CS 4300/5300

A hands-on introduction to feed-forward neural networks using Tensorflow and Keras

This is a mini crash course on using Tensorflow to develop feed-forward neural networks. It contains 10 scaffolded activities. If you already have some background in Tensorflow, Keras, and/or machine learning, you may also be interested to take the machine learning crash course that Google recently released. You may also find it helpful to often refer to this recipe for supervised learning development.

Activity 1: Practice Python3

In this activity, the task is to learn how to use Google Colab and practice Python3. If you are doing Python programming for the first time, please practice Python3 at online platforms such as codewars.org too. If you fear learning new things (including Python3) you are welcome to take the Learning How to Learn course, the world’s most popular online course.

Lectures: Google Colab and Python3
Notebooks: Python3
Alternatives to Google Colab: Kaggle Notebooks, Local Installation

Activity 2: Practice Numpy, Matplotlib, and Pandas

In this activity, the task is to practice Numpy, Matplotlib, Plotly, Pandas for basic data analysis, and techniques of data cleaning and data normalization.

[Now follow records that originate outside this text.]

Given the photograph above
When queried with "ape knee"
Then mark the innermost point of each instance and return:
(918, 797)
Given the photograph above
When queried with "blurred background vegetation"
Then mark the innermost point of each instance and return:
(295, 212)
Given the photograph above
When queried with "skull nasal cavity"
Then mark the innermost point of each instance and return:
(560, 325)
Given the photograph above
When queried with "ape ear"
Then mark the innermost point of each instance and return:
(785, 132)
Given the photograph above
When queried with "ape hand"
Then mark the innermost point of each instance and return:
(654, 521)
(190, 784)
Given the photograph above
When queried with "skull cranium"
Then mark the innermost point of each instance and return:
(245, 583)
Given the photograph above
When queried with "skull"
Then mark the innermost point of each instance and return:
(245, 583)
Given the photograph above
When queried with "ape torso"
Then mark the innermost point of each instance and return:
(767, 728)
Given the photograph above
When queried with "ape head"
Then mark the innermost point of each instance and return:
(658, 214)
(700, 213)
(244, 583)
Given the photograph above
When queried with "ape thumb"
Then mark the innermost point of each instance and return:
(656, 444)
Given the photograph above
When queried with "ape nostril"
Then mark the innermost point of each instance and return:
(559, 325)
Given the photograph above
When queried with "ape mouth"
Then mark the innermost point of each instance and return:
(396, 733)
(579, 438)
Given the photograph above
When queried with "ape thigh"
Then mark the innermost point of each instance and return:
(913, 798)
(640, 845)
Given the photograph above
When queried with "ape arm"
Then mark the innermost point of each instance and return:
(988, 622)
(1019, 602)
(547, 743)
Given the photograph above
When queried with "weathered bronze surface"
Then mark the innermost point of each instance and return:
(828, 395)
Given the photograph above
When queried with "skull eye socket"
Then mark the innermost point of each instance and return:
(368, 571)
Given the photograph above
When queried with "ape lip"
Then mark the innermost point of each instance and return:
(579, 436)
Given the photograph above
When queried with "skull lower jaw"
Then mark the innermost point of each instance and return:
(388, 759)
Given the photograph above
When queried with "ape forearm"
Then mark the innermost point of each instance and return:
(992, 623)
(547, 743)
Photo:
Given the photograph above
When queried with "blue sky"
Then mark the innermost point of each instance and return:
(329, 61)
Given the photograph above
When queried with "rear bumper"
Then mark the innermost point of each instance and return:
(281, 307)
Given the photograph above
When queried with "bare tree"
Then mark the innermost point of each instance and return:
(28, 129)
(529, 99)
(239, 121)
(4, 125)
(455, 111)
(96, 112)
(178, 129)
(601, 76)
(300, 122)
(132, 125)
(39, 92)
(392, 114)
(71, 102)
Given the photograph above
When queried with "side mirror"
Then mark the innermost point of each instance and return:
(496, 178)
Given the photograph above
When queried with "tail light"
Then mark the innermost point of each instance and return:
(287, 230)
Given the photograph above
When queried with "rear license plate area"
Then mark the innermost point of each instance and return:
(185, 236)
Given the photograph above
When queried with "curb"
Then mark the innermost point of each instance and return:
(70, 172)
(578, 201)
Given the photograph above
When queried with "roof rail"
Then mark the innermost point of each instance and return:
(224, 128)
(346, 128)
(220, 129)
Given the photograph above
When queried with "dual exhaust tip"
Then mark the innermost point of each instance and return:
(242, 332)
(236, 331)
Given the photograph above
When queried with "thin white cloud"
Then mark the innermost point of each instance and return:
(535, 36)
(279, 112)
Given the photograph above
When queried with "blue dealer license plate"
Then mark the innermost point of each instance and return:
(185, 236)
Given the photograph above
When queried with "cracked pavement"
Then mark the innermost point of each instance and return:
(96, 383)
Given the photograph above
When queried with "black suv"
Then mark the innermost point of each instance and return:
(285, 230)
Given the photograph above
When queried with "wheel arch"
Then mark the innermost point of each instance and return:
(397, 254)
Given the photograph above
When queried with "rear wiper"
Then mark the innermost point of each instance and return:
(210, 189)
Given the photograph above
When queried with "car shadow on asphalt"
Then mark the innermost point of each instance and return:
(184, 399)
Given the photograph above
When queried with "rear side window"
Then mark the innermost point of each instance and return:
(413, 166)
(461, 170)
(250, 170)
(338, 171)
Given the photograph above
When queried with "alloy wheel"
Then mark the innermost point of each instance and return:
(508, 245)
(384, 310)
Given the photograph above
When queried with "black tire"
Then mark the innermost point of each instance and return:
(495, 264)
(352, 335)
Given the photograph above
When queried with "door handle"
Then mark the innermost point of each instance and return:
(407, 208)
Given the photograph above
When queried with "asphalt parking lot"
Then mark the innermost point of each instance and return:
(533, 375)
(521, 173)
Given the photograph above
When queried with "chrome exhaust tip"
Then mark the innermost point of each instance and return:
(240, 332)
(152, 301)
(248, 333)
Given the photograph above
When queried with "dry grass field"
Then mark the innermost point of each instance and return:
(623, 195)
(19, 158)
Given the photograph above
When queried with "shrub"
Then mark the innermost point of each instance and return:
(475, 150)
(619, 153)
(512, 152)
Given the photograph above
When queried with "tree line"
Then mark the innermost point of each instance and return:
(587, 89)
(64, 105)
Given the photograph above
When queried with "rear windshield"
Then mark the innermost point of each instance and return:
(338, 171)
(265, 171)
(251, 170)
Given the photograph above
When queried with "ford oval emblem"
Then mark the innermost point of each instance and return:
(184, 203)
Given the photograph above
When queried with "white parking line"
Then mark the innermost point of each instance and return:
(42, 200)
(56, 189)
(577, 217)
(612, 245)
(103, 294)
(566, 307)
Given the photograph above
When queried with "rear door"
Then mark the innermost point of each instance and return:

Lectures: Numpy, Matplotlib & Plotly, Data normalization, and Data cleaning
Notebooks: Numpy, Matplotlib & Plotly, Pandas, and Normalization techniques

Activity 3: Create your own IMDB movie dataset

Please find at least 100 movies at IMDB. You can choose the movies that you have already watched or any other movies that you would like to watch. For each movie you will need to note certain features of the movie (see below for the list of features). You can create a table of all your movies and save in a Google Sheet or a Microsoft Excel file and export a .csv file. You table should look like the one below. Here is an example .csv file. For neural network training experiments the first column (Movie name) is not needed but you may want to keep it in your original version so you can later fix errors if you find any. To convert this dataset into a classification problem, you can sort the rows by the last column (i.e., the rating column) and convert the first half of the numbers to a 0 (zero) and the bottom half to a 1 (one). This way, your output column (rating) will be a binary variable. Alternatively, you can pick a dataset from the UCI ML database.

Features

Duration
Release year
Number of ratings
Number of reviews
Number of critic reviews
Rating

Name	Duration_Min	ReleaseYear	NumberOfRatings	NumberOfReviews	NumberOfCriticReviews	Rating
Gladiator	155	2000	1338076	2692	214	8.5
300	117	2006	731880	2212	476	7.6
I am legend	101	2007	685532	1559	331	7.2

Activity 4: Logistic regression

In this activity, the goal is to practice logistic regression on a dataset with more than one input variables. When selecting a variable (column) for performing logistic regression, it is important to select a binary variable as the output variable. In other words, the values of this variable must be 0 or 1, nothing else. Before feeding the data to the model, it is often important to normalize/standardize your input dataset. You may need to normalize your data for classification to work. Here, the task is to perform logistic regression on your classification dataset.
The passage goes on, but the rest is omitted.